RAMALLAH, September 14, 2016 (WAFA) – Palestinian Authority spokesman Youssef al-Mahmoud Wednesday said the deal reached between the state of Palestine and Israel is a huge accomplishment, because it puts an end to Israel’s control over the power sector.
In a press release, al-Mahmoud said the deal will give the Palestinian Energy Authority full control over the power sector for the first time since 1994.
According to Israeli sources, the PA will become the only Palestinian agency the Israel Electric Corporation (IEC) has to deal with, and will assume full responsibility for paying the electric company.
The deal is expected to resolve a long-standing dispute over the Palestinians’ debts to the IEC. Israeli media said the agreement will involve erasing hundreds of millions of shekels of the debt, which currently amount to around two billion shekels ($530 million).
Civil Affairs Minister Hussein al-Sheikh told local media that the PA will have to pay the remaining debt within four years.

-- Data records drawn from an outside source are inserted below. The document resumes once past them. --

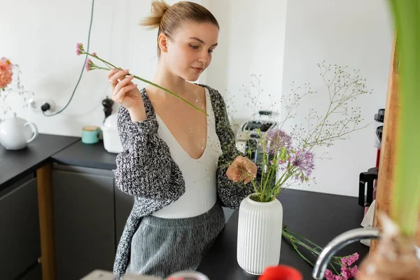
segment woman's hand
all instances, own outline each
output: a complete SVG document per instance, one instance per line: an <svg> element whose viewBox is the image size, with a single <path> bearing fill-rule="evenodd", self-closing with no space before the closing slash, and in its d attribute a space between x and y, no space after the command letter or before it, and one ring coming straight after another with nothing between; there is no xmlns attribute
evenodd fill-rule
<svg viewBox="0 0 420 280"><path fill-rule="evenodd" d="M247 184L257 176L257 166L248 158L239 155L227 168L226 176L234 182L244 181Z"/></svg>
<svg viewBox="0 0 420 280"><path fill-rule="evenodd" d="M126 76L128 70L111 69L106 76L112 88L112 99L130 110L142 104L141 94L137 85L132 82L132 75Z"/></svg>

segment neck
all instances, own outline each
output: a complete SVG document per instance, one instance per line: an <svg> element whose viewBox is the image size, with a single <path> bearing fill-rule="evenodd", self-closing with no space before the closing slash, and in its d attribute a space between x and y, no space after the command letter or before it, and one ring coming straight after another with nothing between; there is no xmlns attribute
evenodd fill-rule
<svg viewBox="0 0 420 280"><path fill-rule="evenodd" d="M187 81L183 78L171 73L166 67L164 63L160 59L158 64L158 70L153 78L153 82L158 84L179 96L184 95L187 86ZM153 88L153 94L158 98L166 98L172 97L165 91L159 88Z"/></svg>

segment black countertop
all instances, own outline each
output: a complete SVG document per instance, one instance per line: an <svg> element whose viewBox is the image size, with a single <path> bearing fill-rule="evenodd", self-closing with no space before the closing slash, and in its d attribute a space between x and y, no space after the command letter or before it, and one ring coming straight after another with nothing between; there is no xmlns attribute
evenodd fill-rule
<svg viewBox="0 0 420 280"><path fill-rule="evenodd" d="M0 145L0 190L34 172L52 155L79 141L78 137L39 134L21 150Z"/></svg>
<svg viewBox="0 0 420 280"><path fill-rule="evenodd" d="M55 162L82 167L112 170L117 168L116 153L108 153L104 148L104 142L85 144L79 141L55 155L51 158Z"/></svg>
<svg viewBox="0 0 420 280"><path fill-rule="evenodd" d="M284 190L280 197L283 205L283 223L288 229L325 246L337 235L360 227L363 209L358 204L357 197L345 197L295 190ZM210 280L257 279L246 274L237 261L237 211L232 215L212 247L204 255L197 271L207 275ZM360 242L353 243L337 255L357 252L360 258L369 248ZM302 249L301 252L314 262L316 258ZM291 245L283 239L280 264L290 265L301 272L303 279L312 279L312 267L306 262Z"/></svg>

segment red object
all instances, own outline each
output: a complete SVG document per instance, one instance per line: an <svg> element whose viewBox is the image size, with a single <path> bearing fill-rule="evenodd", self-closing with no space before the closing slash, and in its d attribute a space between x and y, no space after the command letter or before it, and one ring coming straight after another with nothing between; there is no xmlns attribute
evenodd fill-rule
<svg viewBox="0 0 420 280"><path fill-rule="evenodd" d="M288 265L269 267L264 270L258 280L302 280L299 270Z"/></svg>

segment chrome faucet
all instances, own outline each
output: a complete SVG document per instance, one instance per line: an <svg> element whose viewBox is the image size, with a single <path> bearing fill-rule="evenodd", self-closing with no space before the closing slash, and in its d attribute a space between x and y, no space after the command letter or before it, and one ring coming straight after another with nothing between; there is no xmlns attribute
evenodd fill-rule
<svg viewBox="0 0 420 280"><path fill-rule="evenodd" d="M316 262L312 270L312 277L314 279L323 279L327 266L331 258L342 248L351 243L365 239L379 239L379 231L375 228L365 229L363 227L351 230L337 235L323 248L318 256Z"/></svg>

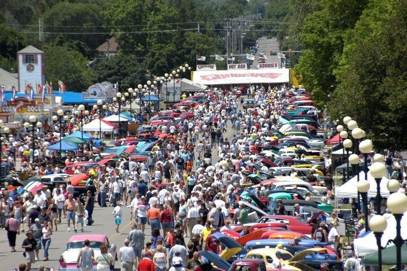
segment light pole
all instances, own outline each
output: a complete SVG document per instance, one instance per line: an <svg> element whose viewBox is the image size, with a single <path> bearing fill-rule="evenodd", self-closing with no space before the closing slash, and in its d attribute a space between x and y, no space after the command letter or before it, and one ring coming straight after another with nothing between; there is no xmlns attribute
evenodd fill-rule
<svg viewBox="0 0 407 271"><path fill-rule="evenodd" d="M1 130L2 127L3 127L4 125L4 123L3 121L0 120L0 130ZM10 132L10 128L8 127L5 127L3 128L3 133L6 134L8 134ZM2 146L2 141L3 140L0 140L0 177L3 177L2 174L2 163L3 161L2 161L2 152L3 151L3 147ZM5 176L4 177L6 177Z"/></svg>
<svg viewBox="0 0 407 271"><path fill-rule="evenodd" d="M174 85L174 92L173 93L173 94L174 95L174 96L173 96L173 98L174 98L173 101L174 101L174 102L175 102L175 75L177 74L177 72L175 71L172 71L171 72L171 73L172 73L171 77L172 78L172 84L173 84L173 85Z"/></svg>
<svg viewBox="0 0 407 271"><path fill-rule="evenodd" d="M358 175L359 175L359 173L358 173ZM369 189L370 188L370 184L366 180L361 180L360 181L358 182L357 187L358 187L358 192L360 193L360 195L362 195L362 200L363 202L363 211L365 213L365 229L366 231L368 231L369 230L368 223L370 222L370 220L368 221L367 192L369 191Z"/></svg>
<svg viewBox="0 0 407 271"><path fill-rule="evenodd" d="M62 159L62 119L64 120L67 121L68 119L68 116L64 115L64 111L62 109L59 110L56 112L58 116L53 116L52 120L56 121L59 120L60 122L60 159Z"/></svg>
<svg viewBox="0 0 407 271"><path fill-rule="evenodd" d="M31 124L28 123L28 122L24 122L23 126L25 128L27 132L30 132L30 130L28 130L28 128L30 126L32 126L32 130L31 131L33 132L33 154L31 155L31 162L34 163L34 151L35 151L35 141L34 140L34 132L35 131L35 127L37 127L37 128L40 129L42 127L42 123L40 122L37 122L37 117L34 116L34 115L32 115L30 116L28 118L30 120L30 122L31 123Z"/></svg>

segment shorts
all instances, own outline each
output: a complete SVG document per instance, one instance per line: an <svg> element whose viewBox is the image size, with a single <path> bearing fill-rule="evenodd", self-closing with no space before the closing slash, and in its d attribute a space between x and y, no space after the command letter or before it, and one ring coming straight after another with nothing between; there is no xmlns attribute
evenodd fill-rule
<svg viewBox="0 0 407 271"><path fill-rule="evenodd" d="M163 229L171 229L172 227L172 224L170 221L169 222L161 222L161 227Z"/></svg>
<svg viewBox="0 0 407 271"><path fill-rule="evenodd" d="M180 224L183 226L187 226L187 222L188 222L188 220L184 220L185 218L186 218L186 215L183 215L182 216L180 216Z"/></svg>
<svg viewBox="0 0 407 271"><path fill-rule="evenodd" d="M131 198L132 199L134 199L134 197L135 196L136 196L135 191L132 191L131 190L129 190L129 197Z"/></svg>
<svg viewBox="0 0 407 271"><path fill-rule="evenodd" d="M137 221L139 223L141 223L142 224L147 224L147 218L143 218L142 216L137 216Z"/></svg>
<svg viewBox="0 0 407 271"><path fill-rule="evenodd" d="M75 221L76 222L81 223L83 222L83 215L82 216L79 216L77 214L75 215Z"/></svg>
<svg viewBox="0 0 407 271"><path fill-rule="evenodd" d="M49 214L49 219L53 220L58 218L58 213L51 212Z"/></svg>
<svg viewBox="0 0 407 271"><path fill-rule="evenodd" d="M34 251L25 252L25 259L27 260L27 263L35 263L35 253Z"/></svg>
<svg viewBox="0 0 407 271"><path fill-rule="evenodd" d="M141 250L133 249L133 250L134 251L134 254L136 254L136 257L141 257Z"/></svg>
<svg viewBox="0 0 407 271"><path fill-rule="evenodd" d="M73 210L67 210L67 220L68 221L70 220L73 220L74 217Z"/></svg>

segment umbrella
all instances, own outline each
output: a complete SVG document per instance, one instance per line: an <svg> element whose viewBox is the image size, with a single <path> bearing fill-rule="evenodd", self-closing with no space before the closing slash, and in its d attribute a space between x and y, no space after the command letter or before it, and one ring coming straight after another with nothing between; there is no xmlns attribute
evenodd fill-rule
<svg viewBox="0 0 407 271"><path fill-rule="evenodd" d="M85 144L87 142L87 141L84 139L75 138L74 137L71 138L64 138L61 140L65 141L65 142L69 142L70 143L74 143L75 144Z"/></svg>
<svg viewBox="0 0 407 271"><path fill-rule="evenodd" d="M366 265L375 265L377 264L377 252L369 253L365 256L364 263ZM384 265L395 264L396 246L388 247L382 251L382 264ZM407 263L407 245L403 243L401 247L401 264Z"/></svg>

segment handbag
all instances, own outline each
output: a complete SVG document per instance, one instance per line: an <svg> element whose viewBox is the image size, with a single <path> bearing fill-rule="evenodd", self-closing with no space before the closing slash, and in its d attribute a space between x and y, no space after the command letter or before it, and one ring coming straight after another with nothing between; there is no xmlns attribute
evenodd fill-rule
<svg viewBox="0 0 407 271"><path fill-rule="evenodd" d="M105 258L105 260L106 260L106 262L109 263L109 268L110 270L114 270L114 266L113 264L110 264L110 263L109 263L108 261L107 261L107 259L105 257L105 255L104 255L103 254L102 254L101 253L101 254L103 257L103 258Z"/></svg>
<svg viewBox="0 0 407 271"><path fill-rule="evenodd" d="M6 221L6 225L4 226L4 229L6 230L6 231L8 231L10 227L9 227L9 219L7 219L7 220Z"/></svg>

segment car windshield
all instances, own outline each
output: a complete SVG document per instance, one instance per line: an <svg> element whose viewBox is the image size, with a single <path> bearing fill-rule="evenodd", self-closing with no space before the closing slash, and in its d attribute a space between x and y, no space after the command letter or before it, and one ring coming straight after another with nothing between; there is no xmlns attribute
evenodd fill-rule
<svg viewBox="0 0 407 271"><path fill-rule="evenodd" d="M89 245L89 247L94 250L99 250L100 249L100 246L102 245L104 245L104 243L102 242L91 241L91 243ZM84 241L71 242L67 244L67 248L65 250L81 249L84 246L85 244L84 243Z"/></svg>

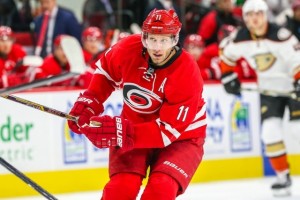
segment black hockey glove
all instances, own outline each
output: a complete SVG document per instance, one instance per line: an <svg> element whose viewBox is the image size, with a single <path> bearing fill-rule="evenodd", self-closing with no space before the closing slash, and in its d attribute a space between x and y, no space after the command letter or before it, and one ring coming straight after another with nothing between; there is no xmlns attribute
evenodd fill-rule
<svg viewBox="0 0 300 200"><path fill-rule="evenodd" d="M241 95L241 83L235 72L223 74L221 81L227 93Z"/></svg>
<svg viewBox="0 0 300 200"><path fill-rule="evenodd" d="M295 80L294 87L295 87L294 94L296 96L295 99L300 99L300 79Z"/></svg>

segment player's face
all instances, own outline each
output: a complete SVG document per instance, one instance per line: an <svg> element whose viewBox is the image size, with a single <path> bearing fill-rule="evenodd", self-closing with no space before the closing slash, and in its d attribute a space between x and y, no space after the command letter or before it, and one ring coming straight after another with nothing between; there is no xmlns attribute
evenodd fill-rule
<svg viewBox="0 0 300 200"><path fill-rule="evenodd" d="M8 55L12 49L13 45L13 40L10 39L5 39L2 40L0 39L0 53L4 55Z"/></svg>
<svg viewBox="0 0 300 200"><path fill-rule="evenodd" d="M42 11L51 12L56 5L56 0L40 0Z"/></svg>
<svg viewBox="0 0 300 200"><path fill-rule="evenodd" d="M193 56L194 60L197 61L203 52L202 47L198 47L195 45L188 45L186 50Z"/></svg>
<svg viewBox="0 0 300 200"><path fill-rule="evenodd" d="M149 34L145 43L152 62L158 66L165 64L171 58L171 51L176 45L171 35Z"/></svg>
<svg viewBox="0 0 300 200"><path fill-rule="evenodd" d="M225 12L231 12L233 9L234 2L233 0L218 0L217 1L217 6L221 10Z"/></svg>
<svg viewBox="0 0 300 200"><path fill-rule="evenodd" d="M102 46L103 45L100 40L84 40L83 41L83 48L92 55L97 54L101 50Z"/></svg>
<svg viewBox="0 0 300 200"><path fill-rule="evenodd" d="M53 54L59 60L60 63L62 63L64 65L68 63L68 59L67 59L61 46L54 47Z"/></svg>
<svg viewBox="0 0 300 200"><path fill-rule="evenodd" d="M263 11L250 11L245 14L244 17L245 23L249 29L249 31L256 35L265 34L264 31L267 25L267 16Z"/></svg>

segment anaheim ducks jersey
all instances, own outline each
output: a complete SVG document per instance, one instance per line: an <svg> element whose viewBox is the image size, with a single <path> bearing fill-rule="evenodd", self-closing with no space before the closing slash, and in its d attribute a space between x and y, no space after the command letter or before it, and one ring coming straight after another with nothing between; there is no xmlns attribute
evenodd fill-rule
<svg viewBox="0 0 300 200"><path fill-rule="evenodd" d="M175 55L156 67L143 50L140 35L124 38L97 61L89 86L103 103L123 89L122 116L134 124L136 148L160 148L175 140L205 137L203 80L190 54Z"/></svg>
<svg viewBox="0 0 300 200"><path fill-rule="evenodd" d="M262 90L289 92L293 88L293 73L300 64L297 38L285 28L268 24L262 38L253 38L247 28L241 28L220 44L222 64L235 66L244 58L257 73Z"/></svg>

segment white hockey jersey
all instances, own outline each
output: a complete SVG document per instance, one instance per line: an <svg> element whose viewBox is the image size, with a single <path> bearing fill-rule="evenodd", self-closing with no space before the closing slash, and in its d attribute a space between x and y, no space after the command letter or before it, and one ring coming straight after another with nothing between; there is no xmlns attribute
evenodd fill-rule
<svg viewBox="0 0 300 200"><path fill-rule="evenodd" d="M294 89L294 73L300 66L299 41L286 28L269 23L264 37L253 38L241 28L220 44L221 62L235 66L244 58L257 73L261 90L290 92Z"/></svg>

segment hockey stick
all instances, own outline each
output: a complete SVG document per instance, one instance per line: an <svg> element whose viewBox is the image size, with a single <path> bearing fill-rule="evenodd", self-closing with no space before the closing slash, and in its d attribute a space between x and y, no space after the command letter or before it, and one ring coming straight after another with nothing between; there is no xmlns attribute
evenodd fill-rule
<svg viewBox="0 0 300 200"><path fill-rule="evenodd" d="M12 166L11 164L9 164L2 157L0 157L0 164L3 167L5 167L7 170L9 170L10 172L12 172L14 175L16 175L18 178L20 178L22 181L24 181L25 183L27 183L30 187L32 187L37 192L39 192L41 195L43 195L44 197L46 197L47 199L57 200L57 198L55 198L52 194L50 194L49 192L47 192L46 190L44 190L41 186L39 186L38 184L36 184L30 178L28 178L27 176L25 176L25 174L23 174L18 169L16 169L14 166Z"/></svg>
<svg viewBox="0 0 300 200"><path fill-rule="evenodd" d="M250 92L259 92L260 94L268 95L268 96L289 97L294 100L300 101L300 99L297 98L297 96L294 92L279 92L279 91L274 91L274 90L261 90L258 88L242 88L241 90L242 91L250 91Z"/></svg>
<svg viewBox="0 0 300 200"><path fill-rule="evenodd" d="M13 96L13 95L5 95L5 94L3 95L3 94L1 94L0 97L2 97L4 99L11 100L11 101L14 101L14 102L17 102L17 103L20 103L20 104L23 104L25 106L29 106L29 107L35 108L37 110L40 110L40 111L43 111L43 112L46 112L46 113L50 113L52 115L56 115L56 116L65 118L67 120L71 120L71 121L77 122L77 117L69 115L69 114L67 114L65 112L56 110L54 108L50 108L50 107L47 107L47 106L44 106L44 105L41 105L41 104L38 104L38 103L35 103L35 102L32 102L32 101L29 101L29 100L26 100L26 99L23 99L23 98L20 98L20 97L16 97L16 96Z"/></svg>

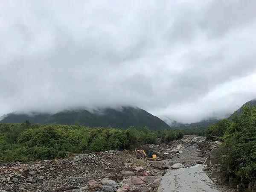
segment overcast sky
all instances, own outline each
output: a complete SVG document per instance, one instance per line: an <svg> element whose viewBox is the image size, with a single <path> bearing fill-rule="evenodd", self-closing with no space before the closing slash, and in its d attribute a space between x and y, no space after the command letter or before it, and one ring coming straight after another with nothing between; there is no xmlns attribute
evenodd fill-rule
<svg viewBox="0 0 256 192"><path fill-rule="evenodd" d="M0 116L132 105L189 123L256 98L254 0L1 4Z"/></svg>

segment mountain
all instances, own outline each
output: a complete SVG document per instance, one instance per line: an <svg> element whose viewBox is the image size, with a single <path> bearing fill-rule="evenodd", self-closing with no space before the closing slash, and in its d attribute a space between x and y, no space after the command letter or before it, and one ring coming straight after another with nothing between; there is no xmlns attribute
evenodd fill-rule
<svg viewBox="0 0 256 192"><path fill-rule="evenodd" d="M70 125L76 122L91 127L111 126L126 128L130 126L163 129L170 127L158 117L137 107L122 107L120 110L107 108L93 112L85 109L66 110L53 114L32 113L29 115L12 113L2 117L1 123L58 123Z"/></svg>
<svg viewBox="0 0 256 192"><path fill-rule="evenodd" d="M237 114L238 115L240 114L242 112L243 108L244 106L246 106L248 105L250 105L250 106L254 106L254 107L256 107L256 99L251 100L250 101L248 101L248 102L247 102L245 103L244 103L241 108L240 108L239 109L238 109L237 110L235 111L233 113L233 114L232 114L228 119L231 119L232 116L233 116L235 114Z"/></svg>
<svg viewBox="0 0 256 192"><path fill-rule="evenodd" d="M199 122L188 123L182 123L174 120L168 117L163 117L162 119L172 128L177 129L188 129L195 128L207 128L219 121L215 118L204 119Z"/></svg>

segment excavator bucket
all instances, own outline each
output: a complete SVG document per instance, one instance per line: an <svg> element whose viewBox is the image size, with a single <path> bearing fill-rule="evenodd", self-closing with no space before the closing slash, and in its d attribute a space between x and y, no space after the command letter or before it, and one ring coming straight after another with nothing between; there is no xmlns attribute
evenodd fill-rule
<svg viewBox="0 0 256 192"><path fill-rule="evenodd" d="M147 157L147 154L144 150L143 149L135 149L135 156L138 159L141 158L145 158Z"/></svg>

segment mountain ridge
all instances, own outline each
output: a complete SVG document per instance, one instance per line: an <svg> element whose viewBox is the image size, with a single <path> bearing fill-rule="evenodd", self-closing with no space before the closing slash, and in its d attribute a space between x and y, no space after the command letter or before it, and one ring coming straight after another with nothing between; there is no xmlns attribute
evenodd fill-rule
<svg viewBox="0 0 256 192"><path fill-rule="evenodd" d="M58 123L73 125L76 122L88 127L126 128L130 126L148 127L150 129L163 129L169 126L156 116L138 107L122 106L122 109L105 108L90 112L86 109L66 110L51 114L32 112L12 113L3 116L1 123L21 123L28 120L32 123Z"/></svg>

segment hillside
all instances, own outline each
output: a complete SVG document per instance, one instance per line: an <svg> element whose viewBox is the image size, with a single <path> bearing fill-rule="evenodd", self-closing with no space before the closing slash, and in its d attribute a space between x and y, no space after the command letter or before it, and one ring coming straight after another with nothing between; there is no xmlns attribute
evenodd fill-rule
<svg viewBox="0 0 256 192"><path fill-rule="evenodd" d="M251 100L250 101L246 102L245 104L243 105L241 108L240 108L239 109L238 109L237 110L235 111L233 113L233 114L232 114L228 119L230 119L232 116L235 114L237 114L238 115L240 114L243 111L243 108L244 106L247 105L248 104L250 105L250 106L253 106L255 107L256 107L256 99L254 99Z"/></svg>
<svg viewBox="0 0 256 192"><path fill-rule="evenodd" d="M23 122L49 124L56 123L70 125L76 122L91 127L111 126L126 128L131 126L148 127L150 129L163 129L169 127L158 117L143 109L122 107L122 110L105 108L100 112L91 112L85 109L67 110L55 114L33 113L32 115L11 113L3 117L0 123Z"/></svg>
<svg viewBox="0 0 256 192"><path fill-rule="evenodd" d="M175 120L172 120L171 119L168 117L163 117L163 119L171 128L181 129L193 129L195 128L207 128L209 126L213 125L214 123L219 121L219 120L215 118L209 118L202 120L199 122L190 124L184 124L177 122Z"/></svg>

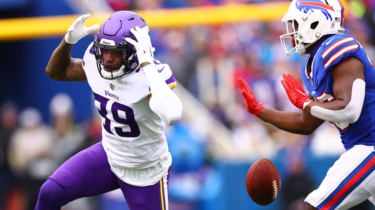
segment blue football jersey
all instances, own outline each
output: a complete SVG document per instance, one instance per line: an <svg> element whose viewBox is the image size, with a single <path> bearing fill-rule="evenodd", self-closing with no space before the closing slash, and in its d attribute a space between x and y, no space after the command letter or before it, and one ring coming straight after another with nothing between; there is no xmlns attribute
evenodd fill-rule
<svg viewBox="0 0 375 210"><path fill-rule="evenodd" d="M340 131L341 141L347 150L357 144L375 145L375 70L372 64L361 44L351 36L333 35L321 44L307 56L302 65L301 74L306 88L316 101L334 101L331 74L334 67L350 57L362 62L366 87L359 118L354 123L332 123Z"/></svg>

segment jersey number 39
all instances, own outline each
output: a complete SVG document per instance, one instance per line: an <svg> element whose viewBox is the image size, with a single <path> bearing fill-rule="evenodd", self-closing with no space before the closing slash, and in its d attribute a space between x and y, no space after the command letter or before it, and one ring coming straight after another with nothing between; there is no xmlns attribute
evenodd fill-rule
<svg viewBox="0 0 375 210"><path fill-rule="evenodd" d="M100 103L100 108L98 108L99 114L104 118L105 119L103 127L105 130L108 133L113 134L111 130L111 121L107 117L108 111L106 107L107 103L110 99L104 98L102 96L94 93L94 96L95 100ZM122 111L125 112L126 118L120 117L118 115L118 111ZM130 128L130 132L124 132L121 127L114 127L115 131L118 136L122 137L136 137L139 136L141 134L140 128L134 118L134 112L131 108L114 102L112 104L111 108L111 112L112 113L113 120L116 122L123 125L128 125Z"/></svg>

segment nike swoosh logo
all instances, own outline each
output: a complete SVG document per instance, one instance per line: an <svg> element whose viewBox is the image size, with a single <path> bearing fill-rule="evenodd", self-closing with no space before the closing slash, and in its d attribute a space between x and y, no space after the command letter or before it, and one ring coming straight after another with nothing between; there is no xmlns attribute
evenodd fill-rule
<svg viewBox="0 0 375 210"><path fill-rule="evenodd" d="M159 70L159 69L158 69L158 72L159 72L159 73L160 73L160 72L161 72L162 71L163 71L163 70L164 69L164 67L163 67L163 68L160 69L160 70Z"/></svg>
<svg viewBox="0 0 375 210"><path fill-rule="evenodd" d="M294 89L296 89L296 90L299 92L301 94L303 95L304 96L306 96L306 94L304 93L303 93L301 91L300 91L299 90L297 89L297 88L295 88Z"/></svg>
<svg viewBox="0 0 375 210"><path fill-rule="evenodd" d="M328 45L329 44L329 43L331 42L331 41L332 41L332 40L334 38L334 37L333 37L333 38L331 38L331 40L328 41L327 41L327 43L326 43L326 45Z"/></svg>

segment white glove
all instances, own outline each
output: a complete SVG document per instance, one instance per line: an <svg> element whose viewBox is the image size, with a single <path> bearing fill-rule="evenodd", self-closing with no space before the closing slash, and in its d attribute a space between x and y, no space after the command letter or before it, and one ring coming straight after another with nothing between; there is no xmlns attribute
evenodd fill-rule
<svg viewBox="0 0 375 210"><path fill-rule="evenodd" d="M84 25L86 20L91 14L83 15L78 17L68 28L65 34L65 41L69 44L75 44L78 40L99 28L99 24L96 24L90 27Z"/></svg>
<svg viewBox="0 0 375 210"><path fill-rule="evenodd" d="M155 48L152 47L151 39L147 31L145 29L136 26L135 30L130 28L130 32L134 35L138 42L129 37L125 38L125 40L132 44L135 48L140 64L147 62L153 64Z"/></svg>

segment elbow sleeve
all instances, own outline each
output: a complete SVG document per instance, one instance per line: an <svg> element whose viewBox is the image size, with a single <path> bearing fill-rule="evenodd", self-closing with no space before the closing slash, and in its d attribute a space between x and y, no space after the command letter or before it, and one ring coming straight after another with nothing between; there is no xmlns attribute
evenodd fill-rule
<svg viewBox="0 0 375 210"><path fill-rule="evenodd" d="M353 82L350 101L344 109L332 110L313 106L310 109L311 115L330 122L355 123L361 115L364 101L366 86L364 81L356 79Z"/></svg>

In return, Israel will transfer tax money withheld from the PA on a monthly basis and stop deducting money to pay for the debt if the latter commits to paying the full electrify bill as agreed.
The deal will give the Palestinian government full control over the power sector and commit Israel to deal with Palestine as a state importing power, instead of individuals.
The donors, including Norway, which heads the forum of donor states to the PA, will commit to extra support to the power sector in Palestine through a conference of donor states that will take place on September 19, on the sidelines of the United Nations General Assembly.
The deal, al-Mahmoud said, comes as part of the PA’s determination to enjoy its powers as a state.
Al-Sheikh also referred to what he called a “new commercial agreement” that will be implemented within six months from the date of signing.